6262126NoneApparently it's the pro you need to follow, not his board.
Having made a name for yourself as a pro skater in the previous game, the setup in Skate 3 now has you looking to establish your own team and skateboard business. The only noticeable effect that this has on gameplay is that your overall career score is measured in board sales and you now compete alongside teammates in both solo and online events. Those events are much the same as those in previous games and include races, street and vert competitions, film and photo shoots, games of 1-up (take it in turns to beat scores set by another skater), and "hall of meat" challenges in which you deliberately break bones. Though you can still choose to play them online, the frustrating S.K.A.T.E. challenges that require you to perfectly copy tricks performed by opponents are, thankfully, no longer included in single-player. That's definitely a good thing because even now that you're clearly shown what you need to do with the right analog stick to repeat a trick, the controls--which also incorporate numerous button presses--lack the necessary precision.
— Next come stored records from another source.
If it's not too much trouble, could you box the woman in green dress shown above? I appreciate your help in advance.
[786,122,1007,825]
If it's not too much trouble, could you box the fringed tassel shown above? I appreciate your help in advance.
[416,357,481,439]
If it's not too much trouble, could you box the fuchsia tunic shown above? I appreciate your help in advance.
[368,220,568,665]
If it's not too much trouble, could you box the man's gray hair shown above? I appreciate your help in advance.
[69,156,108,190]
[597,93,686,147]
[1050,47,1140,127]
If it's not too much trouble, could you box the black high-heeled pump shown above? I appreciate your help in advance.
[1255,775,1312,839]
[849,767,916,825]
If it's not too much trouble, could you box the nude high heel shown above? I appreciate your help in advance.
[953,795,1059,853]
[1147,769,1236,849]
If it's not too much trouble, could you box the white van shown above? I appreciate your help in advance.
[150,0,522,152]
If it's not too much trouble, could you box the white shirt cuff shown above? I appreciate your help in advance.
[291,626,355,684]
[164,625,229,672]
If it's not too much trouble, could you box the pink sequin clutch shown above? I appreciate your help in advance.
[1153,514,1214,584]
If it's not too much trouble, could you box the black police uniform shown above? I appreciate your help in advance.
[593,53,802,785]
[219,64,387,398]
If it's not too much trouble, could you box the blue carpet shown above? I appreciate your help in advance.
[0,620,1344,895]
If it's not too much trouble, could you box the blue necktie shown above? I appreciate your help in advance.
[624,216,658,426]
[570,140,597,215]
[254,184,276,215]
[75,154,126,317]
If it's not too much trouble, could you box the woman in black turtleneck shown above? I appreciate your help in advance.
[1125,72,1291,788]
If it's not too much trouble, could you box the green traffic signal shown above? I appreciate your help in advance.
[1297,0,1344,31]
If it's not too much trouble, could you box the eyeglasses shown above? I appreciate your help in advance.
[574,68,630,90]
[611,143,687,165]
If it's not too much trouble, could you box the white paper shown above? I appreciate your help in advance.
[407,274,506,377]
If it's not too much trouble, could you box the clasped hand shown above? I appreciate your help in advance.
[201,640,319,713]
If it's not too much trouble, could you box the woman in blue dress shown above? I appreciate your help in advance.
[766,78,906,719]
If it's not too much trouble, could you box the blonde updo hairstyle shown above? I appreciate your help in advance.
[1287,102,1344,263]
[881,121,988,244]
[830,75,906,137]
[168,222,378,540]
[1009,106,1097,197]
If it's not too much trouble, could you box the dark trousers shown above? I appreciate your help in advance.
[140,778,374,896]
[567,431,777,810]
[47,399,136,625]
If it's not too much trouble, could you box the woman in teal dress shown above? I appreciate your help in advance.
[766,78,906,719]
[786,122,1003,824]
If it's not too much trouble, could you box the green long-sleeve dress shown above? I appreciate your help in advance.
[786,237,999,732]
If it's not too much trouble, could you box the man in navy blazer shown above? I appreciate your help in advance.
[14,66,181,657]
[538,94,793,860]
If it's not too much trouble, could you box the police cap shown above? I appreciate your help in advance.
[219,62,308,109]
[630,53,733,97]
Also gone from the single-player game are the anti-skater clips and caps that rendered certain areas unskateable until you unlocked them, as well as the security guards who chased you away from company buildings in Skate 2. These omissions give you the freedom to skate wherever you like in the large and nicely detailed city, but they also make it a little less interesting because removing clips and caps gave a good sense of progression, and fleeing from security guards was fun sometimes. With its university campus, docks, memorial gardens, downtown area, residential neighborhood, and multiple skate parks, Port Carverton has a good number of varied locales to explore. The problem is that you're given very little incentive to do so. With the exception of "own the spot" challenges at locations you haven't discovered yet, you can access all of the challenges that you complete to sell more boards via the pause menu, so there's no need to skate between them. The number of boards that you're credited with selling after completing a challenge depends not only on the difficulty of the challenge, but also on whether you merely "own" the challenge or "kill" it outright. These two different levels of completion are a great addition to Skate 3 because, unlike previous games in which certain challenges were tough enough to halt your progress for a time, here you only need to own them to move forward, which is rarely difficult. To kill a challenge, which you can attempt at any time after owning it, you need to rack up significantly better scores and, often, perform specific types of tricks while doing so.
Regardless of whether you're attempting to own or kill a challenge, Skate 3's unpredictable and occasionally boneheaded AI can make succeeding a little trickier than necessary. For example, pros that you're challenged to follow will occasionally fall off their boards and then push themselves into walls for several seconds while you wait for them to get going again. And in team races and trick events, it's not unusual for teammates to drag you down with subpar performances that cause your team to lose even though you personally put in a great performance. You might even witness a teammate fail to score a single point in a trick event--meaning that even a simple ollie was too much to ask of him in 90 seconds of competition. Furthermore, skaters who are seemingly oblivious to your existence will regularly get in your way, and while punching opponents is a viable option during races, the same can't be said when you're in midair or mid-grind, or when the problem is a teammate.
Keeping up with the pros is fun, provided they don't fall off or get stuck against walls.